6 Şubat 2008 Çarşamba

Dzzzt Dzzzt


Hepimiz suçlularıyız bu kanlı gömleğin. O yüzden birbirimize atıyoruz suçu. Ya da kafamızı çın çın öten kovalara gömüyoruz. Delirmek pahasına, boğulmak pahasına kaçıyoruz kimliğimizden. Komik duruma düşücek kadar unutuyoruz, unutturuluyoruz bir an öncesini. Birbirimize dokunmaya çalıştığımızda elimizin uzandığı aslında bu parça parça delilik sadece.
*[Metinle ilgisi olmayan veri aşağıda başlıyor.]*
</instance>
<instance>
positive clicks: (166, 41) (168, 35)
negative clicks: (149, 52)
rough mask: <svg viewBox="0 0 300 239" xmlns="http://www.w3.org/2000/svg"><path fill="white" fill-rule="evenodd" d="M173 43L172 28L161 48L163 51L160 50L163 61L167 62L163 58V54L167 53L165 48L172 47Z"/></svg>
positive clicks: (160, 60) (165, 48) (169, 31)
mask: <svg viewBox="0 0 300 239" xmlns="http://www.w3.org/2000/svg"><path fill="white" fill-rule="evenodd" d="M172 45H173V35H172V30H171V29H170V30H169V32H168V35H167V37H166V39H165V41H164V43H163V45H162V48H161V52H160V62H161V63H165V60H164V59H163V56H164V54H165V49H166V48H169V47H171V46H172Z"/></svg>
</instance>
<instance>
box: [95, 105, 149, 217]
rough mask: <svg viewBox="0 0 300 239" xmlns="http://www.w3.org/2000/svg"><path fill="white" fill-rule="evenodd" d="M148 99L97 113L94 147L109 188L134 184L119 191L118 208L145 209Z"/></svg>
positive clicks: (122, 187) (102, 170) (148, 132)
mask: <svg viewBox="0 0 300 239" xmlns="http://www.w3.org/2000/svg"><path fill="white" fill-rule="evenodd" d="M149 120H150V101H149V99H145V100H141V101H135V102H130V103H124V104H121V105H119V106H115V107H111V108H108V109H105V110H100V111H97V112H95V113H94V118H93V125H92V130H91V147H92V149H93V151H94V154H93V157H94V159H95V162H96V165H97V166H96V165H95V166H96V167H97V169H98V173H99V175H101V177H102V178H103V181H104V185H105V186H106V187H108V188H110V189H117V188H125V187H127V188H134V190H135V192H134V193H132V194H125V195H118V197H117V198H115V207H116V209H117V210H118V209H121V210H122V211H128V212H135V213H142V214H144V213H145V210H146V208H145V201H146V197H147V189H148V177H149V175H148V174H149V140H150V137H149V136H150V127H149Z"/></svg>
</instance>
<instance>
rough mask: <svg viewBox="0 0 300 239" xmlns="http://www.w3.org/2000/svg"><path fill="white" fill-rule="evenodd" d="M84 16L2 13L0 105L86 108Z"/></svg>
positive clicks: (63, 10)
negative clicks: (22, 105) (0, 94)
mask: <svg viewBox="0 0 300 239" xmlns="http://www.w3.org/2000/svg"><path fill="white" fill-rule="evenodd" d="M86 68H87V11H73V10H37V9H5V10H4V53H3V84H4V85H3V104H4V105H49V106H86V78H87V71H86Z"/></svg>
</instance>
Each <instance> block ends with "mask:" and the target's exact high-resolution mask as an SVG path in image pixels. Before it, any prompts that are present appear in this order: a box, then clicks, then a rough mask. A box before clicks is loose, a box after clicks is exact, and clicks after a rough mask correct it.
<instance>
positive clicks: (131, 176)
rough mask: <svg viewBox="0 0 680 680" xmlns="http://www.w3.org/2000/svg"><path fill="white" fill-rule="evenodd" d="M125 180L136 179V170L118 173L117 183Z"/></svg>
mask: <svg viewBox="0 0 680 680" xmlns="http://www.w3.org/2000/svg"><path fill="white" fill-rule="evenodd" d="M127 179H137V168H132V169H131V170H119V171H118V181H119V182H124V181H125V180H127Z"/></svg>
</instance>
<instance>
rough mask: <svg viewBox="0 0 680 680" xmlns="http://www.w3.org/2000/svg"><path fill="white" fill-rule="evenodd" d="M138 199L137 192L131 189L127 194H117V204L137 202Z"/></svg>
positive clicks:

O yüzden abartılı mimikleriyle sihirbazlar bizi bu kadar kolay kandırıyor.

Çünkü nefes almak bir değer yargısı.

Çünkü psikozdayız biz.

1 yorum:

osquée dedi ki...

Ezgi ile salı akşamı izlediğimiz oyun o kadar sarsıcıydı ki çalakalem saçmaladığım bu bir kaç satır dışında bir şey yazamadım pek.

Aşağıdaki url'de NTV'nin oyun hakkında yayınladığı haberden bir kesit var. Mihran Tomasyan oyunun kavramsal çerçevesini açıklıyor:
http://www.youtube.com/watch?v=hNE316RSmyA

Ayrıca, artık dansın saray danslarında olduğu gibi bedensel yetkinlik gösterme mecrası olmadığının, hayatla bir derdi olan sanatçının modernist hareket dağarcığının dışında derdini nasıl ortaya koyabileceğinin çok güzel bir örneğiydi Çıplak Ayaklar'ın oyunu.